Matrix decompositions in Quantum Optics: Takagi/Autonne, Bloch-Messiah/Euler, Iwasawa, and Williamson

TL;DR

This paper reviews four key matrix decompositions used in quantum optics, providing explicit constructions and implementation details for each, facilitating their practical use in quantum information processing.

Contribution

It offers explicit algorithms and implementation guidance for Takagi/Autonne, Bloch-Messiah/Euler, Iwasawa, and Williamson decompositions in quantum optics.

Findings

Provides explicit construction methods for each decomposition.

Demonstrates implementation using standard linear algebra packages.

Facilitates practical applications in quantum optics and quantum information.

Abstract

In this note we summarize four important matrix decompositions commonly used in quantum optics, namely the Takagi/Autonne, Bloch-Messiah/Euler, Iwasawa, and Williamson decompositions. The first two of these decompositions are specialized versions of the singular-value decomposition when applied to symmetric or symplectic matrices. The third factors any symplectic matrix in a unique way in terms of matrices that belong to different subgroups of the symplectic group.
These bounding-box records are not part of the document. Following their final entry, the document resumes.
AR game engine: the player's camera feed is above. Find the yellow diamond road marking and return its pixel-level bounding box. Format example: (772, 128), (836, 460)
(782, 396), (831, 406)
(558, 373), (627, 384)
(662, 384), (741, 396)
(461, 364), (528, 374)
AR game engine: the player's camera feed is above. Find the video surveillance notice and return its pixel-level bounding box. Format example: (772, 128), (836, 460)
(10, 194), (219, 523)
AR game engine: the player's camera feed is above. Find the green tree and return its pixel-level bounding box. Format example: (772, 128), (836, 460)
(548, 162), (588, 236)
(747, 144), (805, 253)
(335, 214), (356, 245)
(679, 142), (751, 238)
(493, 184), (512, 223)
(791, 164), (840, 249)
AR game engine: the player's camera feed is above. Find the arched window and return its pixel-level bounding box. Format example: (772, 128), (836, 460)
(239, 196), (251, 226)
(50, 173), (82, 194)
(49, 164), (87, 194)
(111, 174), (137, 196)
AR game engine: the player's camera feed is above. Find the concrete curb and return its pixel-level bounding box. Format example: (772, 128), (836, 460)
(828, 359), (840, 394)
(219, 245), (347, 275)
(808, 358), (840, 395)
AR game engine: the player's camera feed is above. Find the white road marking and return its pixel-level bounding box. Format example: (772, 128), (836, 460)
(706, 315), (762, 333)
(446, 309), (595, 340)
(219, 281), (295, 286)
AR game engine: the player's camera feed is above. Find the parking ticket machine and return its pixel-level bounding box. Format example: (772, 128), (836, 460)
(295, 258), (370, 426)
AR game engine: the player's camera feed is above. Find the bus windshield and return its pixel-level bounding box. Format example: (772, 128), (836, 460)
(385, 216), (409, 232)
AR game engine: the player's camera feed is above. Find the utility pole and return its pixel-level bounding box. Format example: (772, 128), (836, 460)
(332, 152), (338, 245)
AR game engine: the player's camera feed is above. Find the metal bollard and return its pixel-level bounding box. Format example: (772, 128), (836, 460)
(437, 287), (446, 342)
The last one instead gives the symplectic diagonalization of real, positive definite matrices of even size. While proofs of the existence of these decompositions exist in the literature, we focus on providing explicit constructions to implement these decompositions using standard linear algebra packages and functionalities such as singular-value, polar, Schur and QR decompositions, and matrix square roots and inverses.